2. The alert unit is, Manage the patient's medication schedule and send alerts at the appropriate time. The system according to feature 1.

3. The monitoring unit, The progress of treatment is displayed in a graph, allowing patients to see the effects of the treatment. The system according to feature 1.

4. The aforementioned question resolution unit is, We provide detailed information in response to questions about the effectiveness and side effects of the treatment. The system according to feature 1.

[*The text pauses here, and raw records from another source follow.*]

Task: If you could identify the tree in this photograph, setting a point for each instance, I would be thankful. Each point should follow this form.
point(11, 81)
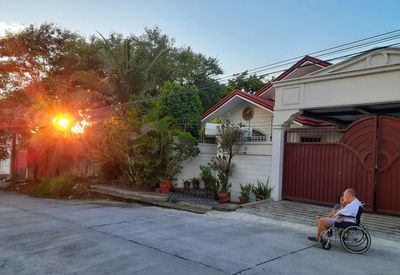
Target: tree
point(230, 139)
point(182, 103)
point(248, 83)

5. The aforementioned conversation section is, Through conversations with patients, we aim to increase their motivation for treatment. The system according to feature 1.

6. The aforementioned conversation section is, Providing advice on patients' lifestyle habits. The system according to feature 1.

7. The alert unit is, The system estimates the patient's emotions and adjusts the timing and content of alerts based on those estimated emotions. The system according to feature 1.

8. The alert unit is, Analyze the patient's past medication history to select the most appropriate alert method. The system according to feature 1.